The cerebellum of SMA mice also showed a disruption in nerve fiber connectivity, which was less organized in pathways arising from other brain regions to the cerebellum and from the cerebellum to other brain regions. The connections between different cerebellar regions were also affected.

The cerebellum has an intricate layer organization and is divided anatomically into lobules. In SMA mice, the researchers identified structural abnormalities, particularly differences in the thickness of cerebellar layers in some lobules. This suggests “developmental [layer formation] is affected by SMA, and … could be another contributor to losses in volume,” the researchers wrote.

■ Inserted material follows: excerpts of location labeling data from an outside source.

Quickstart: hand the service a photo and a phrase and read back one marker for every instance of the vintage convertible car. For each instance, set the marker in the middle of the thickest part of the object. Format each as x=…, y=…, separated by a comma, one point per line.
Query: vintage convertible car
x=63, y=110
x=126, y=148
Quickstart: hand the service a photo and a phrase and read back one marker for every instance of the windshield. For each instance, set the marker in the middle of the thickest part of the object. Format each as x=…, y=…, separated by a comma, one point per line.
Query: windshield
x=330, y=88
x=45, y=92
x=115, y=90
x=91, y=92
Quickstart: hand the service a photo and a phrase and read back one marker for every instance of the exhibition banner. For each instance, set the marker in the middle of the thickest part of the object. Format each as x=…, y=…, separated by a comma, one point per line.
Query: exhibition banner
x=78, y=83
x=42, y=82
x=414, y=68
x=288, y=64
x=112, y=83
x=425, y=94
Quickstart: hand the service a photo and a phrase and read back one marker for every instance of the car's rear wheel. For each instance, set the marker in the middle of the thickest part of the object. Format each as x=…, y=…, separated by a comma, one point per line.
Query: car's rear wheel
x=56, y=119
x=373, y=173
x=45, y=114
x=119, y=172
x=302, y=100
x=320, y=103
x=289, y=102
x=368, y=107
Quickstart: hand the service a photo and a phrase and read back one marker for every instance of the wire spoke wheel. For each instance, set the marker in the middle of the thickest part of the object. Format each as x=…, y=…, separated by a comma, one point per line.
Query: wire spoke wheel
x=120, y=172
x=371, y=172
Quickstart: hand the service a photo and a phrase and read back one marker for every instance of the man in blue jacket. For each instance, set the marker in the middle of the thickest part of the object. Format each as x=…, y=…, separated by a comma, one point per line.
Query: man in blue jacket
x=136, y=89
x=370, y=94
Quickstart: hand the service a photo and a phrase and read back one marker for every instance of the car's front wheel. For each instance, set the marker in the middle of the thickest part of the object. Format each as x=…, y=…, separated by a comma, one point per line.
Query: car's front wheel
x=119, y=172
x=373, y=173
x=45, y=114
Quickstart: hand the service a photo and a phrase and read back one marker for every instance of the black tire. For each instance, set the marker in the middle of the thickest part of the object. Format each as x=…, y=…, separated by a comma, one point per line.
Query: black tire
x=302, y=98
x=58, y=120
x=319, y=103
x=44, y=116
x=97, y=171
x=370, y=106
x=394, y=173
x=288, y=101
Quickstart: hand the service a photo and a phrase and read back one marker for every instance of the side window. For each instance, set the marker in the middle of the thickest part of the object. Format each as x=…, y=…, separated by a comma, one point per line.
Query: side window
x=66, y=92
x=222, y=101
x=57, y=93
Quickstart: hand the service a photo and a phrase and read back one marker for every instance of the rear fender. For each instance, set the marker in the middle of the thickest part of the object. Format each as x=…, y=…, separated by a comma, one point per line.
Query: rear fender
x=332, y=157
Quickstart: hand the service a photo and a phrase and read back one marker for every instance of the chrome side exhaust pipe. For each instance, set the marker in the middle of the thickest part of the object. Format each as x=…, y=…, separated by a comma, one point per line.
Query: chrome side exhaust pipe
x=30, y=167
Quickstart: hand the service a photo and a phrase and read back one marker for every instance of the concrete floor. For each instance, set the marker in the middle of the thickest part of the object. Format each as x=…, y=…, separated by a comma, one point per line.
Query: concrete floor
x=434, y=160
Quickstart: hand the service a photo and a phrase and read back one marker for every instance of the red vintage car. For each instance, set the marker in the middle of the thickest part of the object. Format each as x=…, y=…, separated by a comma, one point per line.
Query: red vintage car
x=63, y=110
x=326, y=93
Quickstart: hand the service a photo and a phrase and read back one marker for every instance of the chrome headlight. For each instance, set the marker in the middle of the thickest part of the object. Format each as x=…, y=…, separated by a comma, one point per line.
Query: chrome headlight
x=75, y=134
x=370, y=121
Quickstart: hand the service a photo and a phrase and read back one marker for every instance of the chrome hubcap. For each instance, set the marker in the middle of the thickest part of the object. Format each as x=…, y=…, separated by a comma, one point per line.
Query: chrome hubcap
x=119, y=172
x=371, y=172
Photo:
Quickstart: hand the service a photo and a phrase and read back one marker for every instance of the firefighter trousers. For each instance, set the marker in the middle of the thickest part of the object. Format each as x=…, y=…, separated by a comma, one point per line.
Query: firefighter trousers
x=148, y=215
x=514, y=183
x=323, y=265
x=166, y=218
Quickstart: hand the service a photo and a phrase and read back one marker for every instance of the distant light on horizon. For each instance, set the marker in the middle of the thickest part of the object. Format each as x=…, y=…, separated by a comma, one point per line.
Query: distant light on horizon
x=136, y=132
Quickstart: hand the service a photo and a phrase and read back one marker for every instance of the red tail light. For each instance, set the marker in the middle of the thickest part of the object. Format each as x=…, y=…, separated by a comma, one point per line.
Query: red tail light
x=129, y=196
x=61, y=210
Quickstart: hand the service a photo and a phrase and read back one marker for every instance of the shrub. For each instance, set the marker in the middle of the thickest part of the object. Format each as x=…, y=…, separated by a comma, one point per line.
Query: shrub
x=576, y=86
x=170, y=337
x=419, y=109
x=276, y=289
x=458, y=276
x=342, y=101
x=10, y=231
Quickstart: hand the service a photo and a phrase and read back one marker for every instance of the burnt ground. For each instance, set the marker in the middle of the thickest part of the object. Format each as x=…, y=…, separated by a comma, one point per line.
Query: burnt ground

Purkinje cells are a nerve cell in the cerebellum that modulate the development of cerebellar circuitry. In SMA mice, these cells’ number and area were significantly lower than healthy mice. Specifically, posterior lobules of the cerebellum were significantly smaller and had fewer Purkinje cells, suggesting their degeneration may contribute to structural abnormalities.

Glial cells, particularly astrocytes – cells of the nervous system that support neuronal function — play a critical role in motor neuron dysfunction. Astrogliosis, a form of astrocyte activation in response to damage, has been seen in SMA mice and patients.

In this study, astrocyte integrity was reduced and reactive astrogliosis was seen in several cerebellum regions in SMA mice, compared to healthy mice. This suggests “SMN deficiency in … the astrocytes that surround [Purkinje cells] in the cerebellum may accelerate [Purkinje cells’] neurodegeneration,” the researchers wrote.

Comparing the activity of neurons in the deep cerebellar nuclei — a part of the cerebellum that projects to other brain regions and the spinal cord —in SMA mice and healthy mice showed SMA neurons were half as likely to exhibit spontaneous activity, and at half the speed. This indicates structural and cellular defects impair the cerebellum’s functional output.

“Our study suggests that the disruption of [cerebellar] pathways, selective neurodegeneration, and reactive gliosis may alter the output of the cerebellum and disrupt fine-tuned and precise motor function in SMA patients,” the researchers wrote, adding these “SMA [disease-causing mechanisms] in the cerebellum may contribute to the persistent [symptoms] that continue to be observed in treated SMA patients.”

More research in regions beyond the spinal cord, including the cerebellum, may reveal new targets for treating persistent symptoms, they said.